1/3

Cold Fear

Can Gülay 3.06.2010 - 12:31
Darkworks, Alone In The Dark 4'ten sonra Cold Fear'la geri döndü!
Platformlar PlayStation 2
Cold Fear
  • Yapımcı - Yayıncı Darkworks - Ubisoft
  • Çoklu Oyuncu: Yok
  • Oyun Türü: Aksiyon
Merlin Puanı 78
Artılar Fırtınayı çok iyi bir şekilde hissettiren fizik motoru ve etkileyici atmosfer.
Eksiler Nişan alırken hedeflemede yaşanan problemler, grafikler ve save sistemi daha iyi olabilirdi.

Sanırım Prince of Persia ve Splinter Cell gibi oyunların altına imzasını atmış olan Ubi Soft, oyun piyasasında son birkaç yılın en büyük çıkış gösteren isimlerinin başında geliyor. Benim Ubi Soft’un son oyunlarından biri olan Cold Fear’ı heyecanla beklememin asıl nedeni ise oyunun yapımcı firmasınını Alone in the Dark: The New Nightmare’den hatırlayacağımız Darkworks olması. Darkworks uzun zamandır sessiz sakin duruyordu ve nihayet Cold Fear ile oyun piyasasına dönüş yaptı.

Cehennem sınırındaki gemide herkes ölüydü...
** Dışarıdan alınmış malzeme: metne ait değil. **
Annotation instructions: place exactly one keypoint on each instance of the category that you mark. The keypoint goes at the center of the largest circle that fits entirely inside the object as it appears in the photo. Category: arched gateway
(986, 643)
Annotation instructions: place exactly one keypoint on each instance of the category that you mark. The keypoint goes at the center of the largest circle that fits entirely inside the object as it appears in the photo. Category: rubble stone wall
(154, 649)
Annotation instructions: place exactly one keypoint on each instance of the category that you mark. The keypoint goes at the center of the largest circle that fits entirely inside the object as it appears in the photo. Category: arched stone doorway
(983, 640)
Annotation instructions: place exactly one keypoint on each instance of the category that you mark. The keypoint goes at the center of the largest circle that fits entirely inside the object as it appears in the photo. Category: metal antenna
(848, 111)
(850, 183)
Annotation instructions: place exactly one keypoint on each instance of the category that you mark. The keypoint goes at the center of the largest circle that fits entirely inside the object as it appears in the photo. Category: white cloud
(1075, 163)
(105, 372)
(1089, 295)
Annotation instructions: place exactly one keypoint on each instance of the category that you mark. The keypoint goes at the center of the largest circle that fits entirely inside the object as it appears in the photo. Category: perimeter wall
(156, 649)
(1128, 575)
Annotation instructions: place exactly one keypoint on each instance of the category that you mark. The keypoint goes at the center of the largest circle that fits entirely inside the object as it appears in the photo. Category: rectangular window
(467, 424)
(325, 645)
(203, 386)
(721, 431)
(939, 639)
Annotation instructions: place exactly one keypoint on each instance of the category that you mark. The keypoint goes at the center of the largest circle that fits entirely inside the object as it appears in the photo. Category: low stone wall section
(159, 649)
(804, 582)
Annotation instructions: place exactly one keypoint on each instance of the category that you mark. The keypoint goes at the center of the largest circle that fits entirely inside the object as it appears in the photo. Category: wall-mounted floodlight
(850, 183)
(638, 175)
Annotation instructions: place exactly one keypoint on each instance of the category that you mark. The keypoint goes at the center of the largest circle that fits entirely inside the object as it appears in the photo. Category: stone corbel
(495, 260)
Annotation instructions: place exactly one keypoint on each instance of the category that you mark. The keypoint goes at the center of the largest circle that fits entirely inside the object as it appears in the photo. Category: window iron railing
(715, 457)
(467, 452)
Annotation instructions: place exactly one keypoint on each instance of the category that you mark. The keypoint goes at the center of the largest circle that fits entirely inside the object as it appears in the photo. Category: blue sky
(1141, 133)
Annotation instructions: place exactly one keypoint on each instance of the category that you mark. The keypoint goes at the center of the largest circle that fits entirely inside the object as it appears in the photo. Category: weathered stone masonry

Kusursuz bir fırtınada gizli bir Rus gemisinden tehlikeli ve garip sinyaller gönderilmektedir. Deneyimli sahil güvenlik görevlisi Tom Hansen olarak siz bu geminin güvertesini incelemeye gidiyorsunuz ve askeri kontrol ekibinin öldüğünü anlıyorsunuz. Hansen gemide neler olup bittiğini anlamaya çalışırken korkmuş ve gördükleri her canlıya ateş eden Ruslarla karşılaşıyor; fakat kahramanımız asıl tehlikenin gemide bulunan mutantlar olduğunu anlamakta gecikmiyor. Tüm bunların yanında içinde bulunduğunuz geminin başı boş bir şekilde fırtınaya boyun eğmesi ve alt kamaralardan kan kokan ürkütücü seslerin gelmesi olayı içinden çıkılamaz bir hâle sokuyor.

Cold Fear

Daha oyuna başlar başlamaz fizik motorunun etkileyiciliğiyle karşılaşıyorsunuz. Bulunduğunuz geminin dalgalarla dövülmesi, suların güverteye dolması, geminin beşik gibi sallanması, rüzgar, gök gürültüsü ve yağmur atmosferin çok sağlam olduğunu daha ilk dakikalardan kendini belli ediyor. Tüm bunların oynanışa yansıması ise işin asıl iyi olan tarafı. Karakterimiz güverte de yürürken rüzgardan korunmak için bir eliyle yüzünü kapatıyor, nişan alırken zorlanıyor ve hatta büyük dalgaların etkisiyle doğrulan güverte üstünde kayıp metrelerce sürüklenebiliyor, bunun sonucunda denize düşüp ölebilmeniz bile mümkün.

Bu şoku atlattıktan sonra alt kamaralara indikçe oyunun klostrofobik havası hissedilmeye başlanıyor ve kendinizi aksiyon tarafı biraz daha ağır basan Survival Horror tarzı bir aksiyon/maceranın içinde buluyorsunuz. Kahramanımız telsizi yardımıyla aldığı görevleri gemi içerisinde yerine getirmeye çalışıyor ve yaşanan garip olayların cevaplarını arıyor. Bu cevapları ararken de kendimizi Ruslarla birlikte mutantların ve Alien filminden fırlamış yaratıkların arasında buluyoruz. Oyunun geneli belli panelleri aktif hale getirip kilitli kapıları açmaktan ve ulaşılamayan yerlere gidip bilgi ve kodları edinmekten oluşuyor. Tabi tüm bunları yapmak bu kadar basit değil, bir defa oyunun atmosferi her yeni bir odaya girişinizde içinizi bir parça daha kemirip tedirgin olmanızı sağlıyor, bunun dışında rastlayacağınız ani şok olaylarla bol bol irkilmeniz de olası. Oyunu oynadıkça ‘’Ahh keşke oturup biraz kafa yoracağımız bulmacalar olsaydı.’’ diyorsunuz ama ne yazık ki bu tip puzzle’lara rastlamak pek mümkün değil. Dolayısıyla oyun bir yerden sonra biraz monotonlaşıyor; fakat emin olun oyunun atmosferi oynanabilirlik açısından tek başına yetiyor ve oyunu bir kenara atıp bırakmanıza engel oluyor.